According to the article in Der Spiegel, special centres for collecting information, known as the Special Collection Service (SCS), are located in 80 places on the planet, 19 of which in Europe. They are employing agents of the National Security Agency, the Central Investigation Agency (CIA) and other U.S. secret services.
First on the list of European centres is the one in Athens. According to the document, additional remote controlled equipment has been installed in Athens, which does not require the presence of personnel. Of the 19 centres in Europe, similar remote controlled equipment has been installed only in Athens, Vienna and Moscow whereas there is just spying equipment in the centre in Milan.
Photo: Reuters
According to the article in Der Spiegel, the agents from the National Security Agency are working in complete secrecy, in specially equipped premises of the U.S. embassies and are protected by diplomatic immunity. The document to which the edition refers states that the centres are using the most modern equipment and can tap mobile phones, wireless networks and satellite communications and collect data from them. The equipment is usually placed on the highest floors or on the roof of the embassy buildings, under panels or structures which are to hide it from external monitoring. In Athens, there is such a structure of white-coloured building materials on the older of the two buildings of the U.S. Embassy.
The U.S. Embassy in Athens, Photo: tovima.gr
The placement of suspicious 'booths' on the roofs of U.S. embassies in various countries has been attracting the attention of researchers and journalists for years. In November 2000, during an investigation of the global system for the interception of satellite and wireless communications, experts had detected such equipment at the U.S. Embassy in the capital of Cyprus, Nicosia. One of those experts was Mike Frost, a former Canadian secret service employee, trained at the National Security Agency in installing bugging equipment at the embassies of the U.S.A. and Canada.
After reviewing photos of the embassy, he had said that at least part of the top floor of the building could have been used for the collection and analysis of data collected through the interception of wireless communications. According to Frost, at least three types of antennas used for the interception of various signals could have been installed at the U.S. Embassy in Nicosia. Based on the number and type of antennas, the former agent had assessed that the equipment had been operating day and night.
The specific equipment can tap mobile communications, digital and analogue telephones, pagers, wireless internet connections, satellite telephones, and spy on data of ATM transactions. Investigative journalist Duncan Campbell, one of the people who have revealed the existence of the Echelon spying system, had arrived at the same conclusions regarding the U.S. Embassy in Nicosia.

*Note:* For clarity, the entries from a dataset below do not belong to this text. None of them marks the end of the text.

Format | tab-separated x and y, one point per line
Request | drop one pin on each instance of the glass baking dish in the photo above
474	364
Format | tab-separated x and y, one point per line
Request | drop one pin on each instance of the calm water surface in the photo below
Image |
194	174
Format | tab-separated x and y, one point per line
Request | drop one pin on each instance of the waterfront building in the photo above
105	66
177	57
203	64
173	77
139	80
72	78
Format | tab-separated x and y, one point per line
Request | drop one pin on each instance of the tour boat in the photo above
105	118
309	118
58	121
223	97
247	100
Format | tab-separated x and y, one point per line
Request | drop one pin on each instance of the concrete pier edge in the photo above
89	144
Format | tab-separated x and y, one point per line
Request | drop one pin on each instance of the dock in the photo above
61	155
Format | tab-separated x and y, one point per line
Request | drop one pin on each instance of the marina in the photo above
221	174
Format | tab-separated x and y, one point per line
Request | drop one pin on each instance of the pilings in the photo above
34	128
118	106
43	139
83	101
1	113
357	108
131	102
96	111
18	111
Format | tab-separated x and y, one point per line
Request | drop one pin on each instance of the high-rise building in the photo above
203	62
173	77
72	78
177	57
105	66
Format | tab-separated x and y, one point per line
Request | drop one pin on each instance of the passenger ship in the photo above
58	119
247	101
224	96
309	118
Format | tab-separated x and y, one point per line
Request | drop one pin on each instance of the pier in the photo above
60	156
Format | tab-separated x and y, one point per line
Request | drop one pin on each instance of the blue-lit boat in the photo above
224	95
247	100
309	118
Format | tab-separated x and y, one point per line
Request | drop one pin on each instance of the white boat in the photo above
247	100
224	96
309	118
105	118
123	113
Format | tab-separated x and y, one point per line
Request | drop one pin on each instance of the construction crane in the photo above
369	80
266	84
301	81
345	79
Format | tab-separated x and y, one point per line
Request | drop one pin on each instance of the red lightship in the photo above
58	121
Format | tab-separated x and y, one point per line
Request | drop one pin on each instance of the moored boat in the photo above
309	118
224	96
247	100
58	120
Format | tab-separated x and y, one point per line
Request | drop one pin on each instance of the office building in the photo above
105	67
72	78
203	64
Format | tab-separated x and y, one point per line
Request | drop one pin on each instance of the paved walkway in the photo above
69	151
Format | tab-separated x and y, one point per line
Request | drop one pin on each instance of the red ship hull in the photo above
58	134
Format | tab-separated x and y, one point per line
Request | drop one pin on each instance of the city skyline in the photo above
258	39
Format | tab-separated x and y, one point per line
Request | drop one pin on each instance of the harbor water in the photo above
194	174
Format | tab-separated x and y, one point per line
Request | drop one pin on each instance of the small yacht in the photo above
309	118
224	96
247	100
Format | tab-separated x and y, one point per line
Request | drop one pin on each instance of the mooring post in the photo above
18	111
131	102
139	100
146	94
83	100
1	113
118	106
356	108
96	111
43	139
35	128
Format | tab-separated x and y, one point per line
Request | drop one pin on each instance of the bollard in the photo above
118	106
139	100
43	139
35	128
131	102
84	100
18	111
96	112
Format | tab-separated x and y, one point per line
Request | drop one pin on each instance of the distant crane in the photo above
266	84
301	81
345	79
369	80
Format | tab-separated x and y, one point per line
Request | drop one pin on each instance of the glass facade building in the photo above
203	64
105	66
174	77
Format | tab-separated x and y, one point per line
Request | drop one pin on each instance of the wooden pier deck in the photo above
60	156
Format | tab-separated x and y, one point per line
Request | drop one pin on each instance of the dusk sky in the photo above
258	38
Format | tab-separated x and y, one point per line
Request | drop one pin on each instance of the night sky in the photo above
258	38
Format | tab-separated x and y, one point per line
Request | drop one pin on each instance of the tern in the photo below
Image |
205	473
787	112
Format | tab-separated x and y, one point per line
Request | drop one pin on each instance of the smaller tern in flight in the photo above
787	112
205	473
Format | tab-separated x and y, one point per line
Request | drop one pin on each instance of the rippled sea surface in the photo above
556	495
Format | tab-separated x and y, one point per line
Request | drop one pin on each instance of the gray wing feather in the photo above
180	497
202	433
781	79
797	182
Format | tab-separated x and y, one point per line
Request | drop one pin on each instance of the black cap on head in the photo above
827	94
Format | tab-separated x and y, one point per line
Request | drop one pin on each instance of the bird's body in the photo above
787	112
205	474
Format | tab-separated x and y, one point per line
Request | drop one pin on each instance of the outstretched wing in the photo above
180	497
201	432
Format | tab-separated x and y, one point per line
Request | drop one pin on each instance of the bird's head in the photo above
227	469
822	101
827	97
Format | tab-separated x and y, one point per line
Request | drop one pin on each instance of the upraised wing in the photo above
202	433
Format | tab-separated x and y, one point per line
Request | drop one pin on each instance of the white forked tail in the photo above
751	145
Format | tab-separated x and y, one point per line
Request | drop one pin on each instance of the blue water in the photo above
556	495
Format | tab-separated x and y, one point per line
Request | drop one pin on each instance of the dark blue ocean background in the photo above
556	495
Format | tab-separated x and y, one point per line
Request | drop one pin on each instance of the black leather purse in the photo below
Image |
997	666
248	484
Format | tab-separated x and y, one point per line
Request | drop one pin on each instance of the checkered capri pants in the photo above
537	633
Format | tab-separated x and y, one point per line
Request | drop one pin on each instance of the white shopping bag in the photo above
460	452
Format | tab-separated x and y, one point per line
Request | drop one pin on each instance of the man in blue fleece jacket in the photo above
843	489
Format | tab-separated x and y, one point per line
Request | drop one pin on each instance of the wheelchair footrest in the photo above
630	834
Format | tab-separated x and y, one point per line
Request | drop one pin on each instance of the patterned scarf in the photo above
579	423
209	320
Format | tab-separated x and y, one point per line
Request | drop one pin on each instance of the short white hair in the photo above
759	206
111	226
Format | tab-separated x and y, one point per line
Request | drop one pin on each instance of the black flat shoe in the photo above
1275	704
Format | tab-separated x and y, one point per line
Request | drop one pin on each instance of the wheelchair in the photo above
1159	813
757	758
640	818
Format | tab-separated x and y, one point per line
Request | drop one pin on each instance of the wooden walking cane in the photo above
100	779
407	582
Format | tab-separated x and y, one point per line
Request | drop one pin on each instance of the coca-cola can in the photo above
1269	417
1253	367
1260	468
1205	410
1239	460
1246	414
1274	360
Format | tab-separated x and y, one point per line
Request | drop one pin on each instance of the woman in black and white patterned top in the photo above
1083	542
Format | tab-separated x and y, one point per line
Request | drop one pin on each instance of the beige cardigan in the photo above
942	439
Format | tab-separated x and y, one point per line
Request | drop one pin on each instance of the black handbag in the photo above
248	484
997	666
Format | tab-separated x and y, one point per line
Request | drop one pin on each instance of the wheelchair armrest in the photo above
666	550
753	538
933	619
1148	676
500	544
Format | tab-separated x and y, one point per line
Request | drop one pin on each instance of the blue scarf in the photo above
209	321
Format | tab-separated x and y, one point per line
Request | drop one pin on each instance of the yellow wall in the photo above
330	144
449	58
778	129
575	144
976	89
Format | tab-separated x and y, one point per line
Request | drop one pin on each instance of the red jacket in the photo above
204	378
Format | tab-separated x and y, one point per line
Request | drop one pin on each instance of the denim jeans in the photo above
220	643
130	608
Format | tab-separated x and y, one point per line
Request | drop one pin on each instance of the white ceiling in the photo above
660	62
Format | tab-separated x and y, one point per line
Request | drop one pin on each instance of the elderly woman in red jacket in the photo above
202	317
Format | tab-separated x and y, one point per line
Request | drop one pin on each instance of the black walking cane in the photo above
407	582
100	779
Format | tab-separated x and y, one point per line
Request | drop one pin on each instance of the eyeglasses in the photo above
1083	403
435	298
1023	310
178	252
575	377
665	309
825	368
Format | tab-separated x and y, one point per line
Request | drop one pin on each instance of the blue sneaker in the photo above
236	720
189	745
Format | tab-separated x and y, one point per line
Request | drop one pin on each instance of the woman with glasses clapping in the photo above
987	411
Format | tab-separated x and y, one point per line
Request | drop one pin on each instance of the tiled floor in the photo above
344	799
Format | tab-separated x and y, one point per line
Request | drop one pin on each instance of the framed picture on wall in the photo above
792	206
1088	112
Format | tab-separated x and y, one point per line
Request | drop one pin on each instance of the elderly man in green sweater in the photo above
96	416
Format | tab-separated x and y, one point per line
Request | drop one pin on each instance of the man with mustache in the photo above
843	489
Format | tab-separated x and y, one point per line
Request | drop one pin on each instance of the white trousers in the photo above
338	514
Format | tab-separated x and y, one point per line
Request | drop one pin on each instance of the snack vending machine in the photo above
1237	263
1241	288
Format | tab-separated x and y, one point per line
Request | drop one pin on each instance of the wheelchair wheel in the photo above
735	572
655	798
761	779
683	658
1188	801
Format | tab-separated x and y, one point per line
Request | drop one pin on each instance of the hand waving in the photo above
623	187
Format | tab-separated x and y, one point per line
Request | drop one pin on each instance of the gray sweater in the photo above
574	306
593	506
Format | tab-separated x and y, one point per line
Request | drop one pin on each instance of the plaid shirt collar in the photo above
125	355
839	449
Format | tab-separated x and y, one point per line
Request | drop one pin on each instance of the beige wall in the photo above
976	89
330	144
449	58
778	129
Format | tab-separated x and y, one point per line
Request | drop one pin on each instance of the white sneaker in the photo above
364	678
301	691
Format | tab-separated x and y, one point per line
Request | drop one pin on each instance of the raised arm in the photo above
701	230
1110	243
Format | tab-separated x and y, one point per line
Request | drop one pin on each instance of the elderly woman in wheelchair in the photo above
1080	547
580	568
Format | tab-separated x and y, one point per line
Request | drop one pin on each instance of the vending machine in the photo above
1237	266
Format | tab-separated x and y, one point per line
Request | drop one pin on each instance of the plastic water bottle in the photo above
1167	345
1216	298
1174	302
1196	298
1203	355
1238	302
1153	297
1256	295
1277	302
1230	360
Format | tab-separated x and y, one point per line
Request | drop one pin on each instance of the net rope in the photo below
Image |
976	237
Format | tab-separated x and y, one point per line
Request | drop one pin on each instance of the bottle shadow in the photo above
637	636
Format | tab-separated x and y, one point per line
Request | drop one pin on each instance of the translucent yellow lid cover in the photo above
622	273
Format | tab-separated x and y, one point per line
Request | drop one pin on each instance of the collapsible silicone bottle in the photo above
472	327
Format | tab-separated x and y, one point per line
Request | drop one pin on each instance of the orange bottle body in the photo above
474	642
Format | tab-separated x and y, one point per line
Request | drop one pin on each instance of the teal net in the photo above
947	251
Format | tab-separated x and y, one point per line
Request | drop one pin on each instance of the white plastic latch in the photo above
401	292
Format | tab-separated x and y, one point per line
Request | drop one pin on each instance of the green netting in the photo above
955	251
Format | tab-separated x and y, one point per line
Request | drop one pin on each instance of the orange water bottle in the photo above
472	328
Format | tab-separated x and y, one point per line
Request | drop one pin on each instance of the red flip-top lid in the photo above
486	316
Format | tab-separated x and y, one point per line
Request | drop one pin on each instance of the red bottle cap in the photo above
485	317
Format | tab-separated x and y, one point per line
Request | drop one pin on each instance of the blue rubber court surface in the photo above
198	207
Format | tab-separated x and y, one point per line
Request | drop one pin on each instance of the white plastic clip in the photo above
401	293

It is worth noting that on 2 February 2006 Ta Nea newspaper had published a report revealing the existence of a network tapping the telephones of more than 100 people, including that of the Greek Prime Minister at the time Costas Karamanlis. During an emergency press conference later that day, the Ministers of Public Order, George Voulgarakis, and Justice, Anastasios Papaligouras, and government spokesman Theodoros Roussopoulos had revealed that the authorities had received information about this as early as March 2005. According to them, the cabinet of the time had preferred to not disseminate the information as it was more than clear that the U.S. Embassy in Athens had been involved in the bugging, which had been established during a routine technical check of the system of the mobile operator Vodafone. The technical team of the company had found out that high-tech spy software had been installed in the system. Costas Karamanlis’ government forwarded the scandal associated with the investigation to the judicial authorities but did not accept the formation of a parliamentary committee to consider the topic.
At the same time, participant in several governments of PASOK Theodoros Pangalos states that, during his tenure at the Ministry of Foreign Affairs, the Greek counterintelligence had spied on the U.S. ambassador in Athens, without specifying the period.
In an interview for To Vima FM radio, he says, "We had learnt nothing new because we had been aware of everything. But it was great fun to hear the U.S. ambassador in Athens using expressions unacceptable for minors in his conversations with the ambassador in Ankara and the State Department."
According to Pangalos, the interception happened more than 20 years ago and therefore "it is already statute-barred". In his words, the interception had been interrupted "because the Americans had been aware of it."